AGRAVADO: UNIAO FEDERAL - FAZENDA NACIONAL

 

OUTROS PARTICIPANTES:

 

 

 

 

 

V O T O

Trata-se de agravo de instrumento interposto para o fim de reformar a r. decisão proferida pelo juízo de piso, que indeferiu o pedido de conversão em renda do valor bloqueado para liquidar o saldo devedor transacionado, bem como o pedido de alienação particular dos bens imóveis constritos.

In casu, relata o agravante que durante o curso da execução fiscal, em 17/08/2020 procedeu à adesão à denominada Transação Excepcional, disciplinada pela Portaria PGFN sob nº 14.402, de 16 de junho de 2020, publicada em 17/06/2020, Edição 114, Seção 1, Página 46, a qual foi “DEFERIDA E CONSOLIDADA”, na modalidade de TRANSAÇÃO EXCEPCIONAL – DEMAIS DÉBITOS, com valor transacionado de R$ 1.667.310,71, a serem adimplidos em 145 parcelas mensais e sucessivas, sendo que já realizou o pagamento de 20 (vinte) prestações, nas quais se incluem as 12 (doze) parcelas de “ENTRADA”, cujos valores representam cifras consideravelmente superiores às demais 133, e que compõem parte substancial do débito. Por conta disso, o saldo devedor transacionado está, atualmente, em R$ 1.375.093,82. 

Conforme se extrai da petição inicial do presente recurso, o Executado/Agravante requereu o deferimento de alienação por iniciativa particular dos imóveis sob matrícula nº 62.140, 62.141, 48.432, 62.181 e 62.182, todos do Cartório de Registro de Imóveis da Comarca de São Carlos/SP, para fins de amortização ou liquidação de saldo devedor transacionado. Em subsequente manifestação da Fazenda Pública Federal (ID 51989783, protocolada em 21/04/2021) exarou-se alternativa distinta da alienação dos bens penhorados por iniciativa particular, assentindo a Exequente (ora Agravada) com a utilização dos valores penhorados, atualmente custodiados junto à Caixa Econômica Federal, asseverando que “a sua conversão em renda se impõe para fins de amortização do saldo devedor do parcelamento celebrado pelo Executado”.

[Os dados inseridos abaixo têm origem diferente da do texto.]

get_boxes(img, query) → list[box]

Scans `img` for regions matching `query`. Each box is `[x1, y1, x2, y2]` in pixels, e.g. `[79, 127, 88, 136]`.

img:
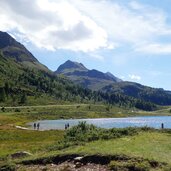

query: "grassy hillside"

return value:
[103, 81, 171, 106]
[0, 52, 157, 110]
[0, 31, 162, 111]
[0, 52, 91, 106]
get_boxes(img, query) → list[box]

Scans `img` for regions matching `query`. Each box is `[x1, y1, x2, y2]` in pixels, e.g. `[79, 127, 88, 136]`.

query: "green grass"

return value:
[0, 104, 141, 127]
[9, 130, 171, 171]
[63, 131, 171, 164]
[1, 104, 171, 127]
[1, 104, 171, 169]
[0, 129, 64, 158]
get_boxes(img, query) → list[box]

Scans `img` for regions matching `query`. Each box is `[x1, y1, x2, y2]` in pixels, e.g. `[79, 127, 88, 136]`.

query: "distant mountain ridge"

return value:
[55, 60, 122, 90]
[102, 81, 171, 106]
[55, 60, 171, 106]
[1, 30, 171, 110]
[0, 31, 48, 71]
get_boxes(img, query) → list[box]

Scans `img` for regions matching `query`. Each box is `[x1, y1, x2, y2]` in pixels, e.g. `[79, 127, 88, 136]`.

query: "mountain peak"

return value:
[0, 31, 19, 49]
[55, 60, 122, 90]
[105, 72, 122, 82]
[0, 31, 48, 71]
[0, 31, 38, 63]
[56, 60, 88, 73]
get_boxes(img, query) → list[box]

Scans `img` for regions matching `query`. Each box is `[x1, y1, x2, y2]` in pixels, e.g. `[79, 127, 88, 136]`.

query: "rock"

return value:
[75, 162, 82, 168]
[74, 156, 83, 161]
[11, 151, 32, 159]
[15, 125, 29, 130]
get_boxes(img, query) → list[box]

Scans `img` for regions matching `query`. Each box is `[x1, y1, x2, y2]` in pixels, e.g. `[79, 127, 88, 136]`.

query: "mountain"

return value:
[0, 31, 48, 71]
[0, 49, 155, 111]
[57, 60, 88, 73]
[0, 32, 100, 106]
[55, 60, 171, 106]
[102, 81, 171, 106]
[55, 60, 122, 90]
[0, 31, 166, 111]
[0, 31, 137, 109]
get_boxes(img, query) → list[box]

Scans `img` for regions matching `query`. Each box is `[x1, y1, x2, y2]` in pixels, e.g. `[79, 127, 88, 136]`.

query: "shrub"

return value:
[1, 107, 5, 112]
[14, 108, 20, 112]
[48, 122, 139, 151]
[66, 122, 138, 143]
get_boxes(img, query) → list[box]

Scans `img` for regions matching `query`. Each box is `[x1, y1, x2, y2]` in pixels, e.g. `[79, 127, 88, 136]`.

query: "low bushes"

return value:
[65, 121, 138, 142]
[48, 122, 151, 151]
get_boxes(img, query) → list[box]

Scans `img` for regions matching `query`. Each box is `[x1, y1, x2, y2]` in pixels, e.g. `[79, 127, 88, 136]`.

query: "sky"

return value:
[0, 0, 171, 90]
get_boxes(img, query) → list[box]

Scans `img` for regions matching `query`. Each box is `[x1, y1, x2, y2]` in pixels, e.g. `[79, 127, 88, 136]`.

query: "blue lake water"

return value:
[29, 116, 171, 130]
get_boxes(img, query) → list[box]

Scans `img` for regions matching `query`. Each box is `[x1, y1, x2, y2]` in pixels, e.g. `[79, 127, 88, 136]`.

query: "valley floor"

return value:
[1, 104, 171, 170]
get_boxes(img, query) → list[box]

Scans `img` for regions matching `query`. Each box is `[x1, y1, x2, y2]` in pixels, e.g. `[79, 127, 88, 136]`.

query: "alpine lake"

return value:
[29, 116, 171, 130]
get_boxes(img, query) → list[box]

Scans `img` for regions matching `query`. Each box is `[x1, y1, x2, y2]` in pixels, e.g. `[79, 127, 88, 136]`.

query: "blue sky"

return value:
[0, 0, 171, 90]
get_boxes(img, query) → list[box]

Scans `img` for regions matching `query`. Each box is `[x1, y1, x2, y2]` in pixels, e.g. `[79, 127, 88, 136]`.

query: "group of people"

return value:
[33, 123, 40, 130]
[65, 123, 70, 130]
[33, 122, 70, 130]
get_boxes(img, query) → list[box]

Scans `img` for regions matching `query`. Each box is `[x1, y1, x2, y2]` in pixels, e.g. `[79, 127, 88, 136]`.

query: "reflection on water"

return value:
[29, 116, 171, 130]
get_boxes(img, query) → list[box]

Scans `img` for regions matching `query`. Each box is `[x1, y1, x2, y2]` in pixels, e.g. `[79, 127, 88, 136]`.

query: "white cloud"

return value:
[129, 74, 141, 81]
[135, 43, 171, 54]
[120, 76, 126, 80]
[0, 0, 171, 54]
[0, 0, 108, 52]
[71, 0, 171, 44]
[89, 53, 104, 61]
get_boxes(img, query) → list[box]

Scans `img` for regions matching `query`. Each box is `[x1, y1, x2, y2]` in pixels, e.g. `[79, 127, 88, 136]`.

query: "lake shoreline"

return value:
[28, 116, 171, 130]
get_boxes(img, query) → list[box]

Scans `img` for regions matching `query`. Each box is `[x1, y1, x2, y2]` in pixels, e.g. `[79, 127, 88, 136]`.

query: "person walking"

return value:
[161, 123, 164, 129]
[33, 123, 36, 130]
[65, 124, 67, 130]
[37, 123, 40, 130]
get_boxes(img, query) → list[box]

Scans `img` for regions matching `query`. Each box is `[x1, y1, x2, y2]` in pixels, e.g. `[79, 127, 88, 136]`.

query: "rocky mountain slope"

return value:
[55, 60, 122, 90]
[0, 31, 48, 71]
[55, 61, 171, 106]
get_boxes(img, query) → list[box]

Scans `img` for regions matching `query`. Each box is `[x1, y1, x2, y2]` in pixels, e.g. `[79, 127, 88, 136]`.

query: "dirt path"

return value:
[0, 104, 88, 109]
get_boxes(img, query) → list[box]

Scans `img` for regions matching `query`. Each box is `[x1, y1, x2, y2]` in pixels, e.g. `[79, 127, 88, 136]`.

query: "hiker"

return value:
[65, 124, 67, 130]
[37, 123, 40, 130]
[33, 123, 36, 130]
[67, 123, 70, 129]
[161, 123, 164, 129]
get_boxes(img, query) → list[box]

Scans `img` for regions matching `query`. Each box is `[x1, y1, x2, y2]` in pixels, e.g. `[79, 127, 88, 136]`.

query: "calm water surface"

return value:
[29, 116, 171, 130]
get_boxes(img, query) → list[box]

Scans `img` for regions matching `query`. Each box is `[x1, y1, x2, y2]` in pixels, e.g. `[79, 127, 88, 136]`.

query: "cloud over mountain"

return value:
[0, 0, 171, 54]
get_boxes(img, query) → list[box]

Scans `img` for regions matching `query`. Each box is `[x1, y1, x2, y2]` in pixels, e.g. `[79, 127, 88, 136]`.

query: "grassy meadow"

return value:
[1, 104, 171, 170]
[64, 131, 171, 163]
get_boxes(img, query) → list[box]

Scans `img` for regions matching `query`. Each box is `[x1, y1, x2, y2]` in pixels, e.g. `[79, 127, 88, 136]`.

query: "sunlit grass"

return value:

O Executado/Agravante  concordou com a utilização dos valores anteriormente constritos e objeto de depósito judicial para fins de amortização ou liquidação do saldo devedor transacionado, no entanto, a Fazenda Pública Nacional defendeu a manutenção do depósito judicial até a quitação integral da transação ou, alternativamente, sua conversão em renda na inscrição em DAU exequenda, sem a incidência dos descontos da transação, com posterior reconsolidação do saldo devedor, bem como o indeferimento da proposta do devedor de alienação direta dos imóveis penhorados nos autos, posto que as certidões de matrículas demonstram que todos tem penhoras efetivadas pela Justiça do Trabalho.

Aduz que, em um primeiro momento, a Fazenda Nacional teria anuído expressamente com “a utilização dos depósitos de valores existentes para amortização das dívidas parceladas/transacionadas, no entanto, em nova manifestação, discordou, sob o fundamento de inexistência de previsão legal expressa para amortização das parcelas.

Após nova conclusão, o MM. Juízo “a quo” proferiu o r. despacho encartado sob ID 251998397, indeferindo o pedido de conversão dos valores depositados naqueles autos em renda para a União, bem como o pleito de alienação particular dos imóveis objeto de penhora naqueles autos, sob dois fundamentos: i) discordância da União e ii) tratar-se de garantia da referida execução e de outras em relação às quais aquele feito é piloto.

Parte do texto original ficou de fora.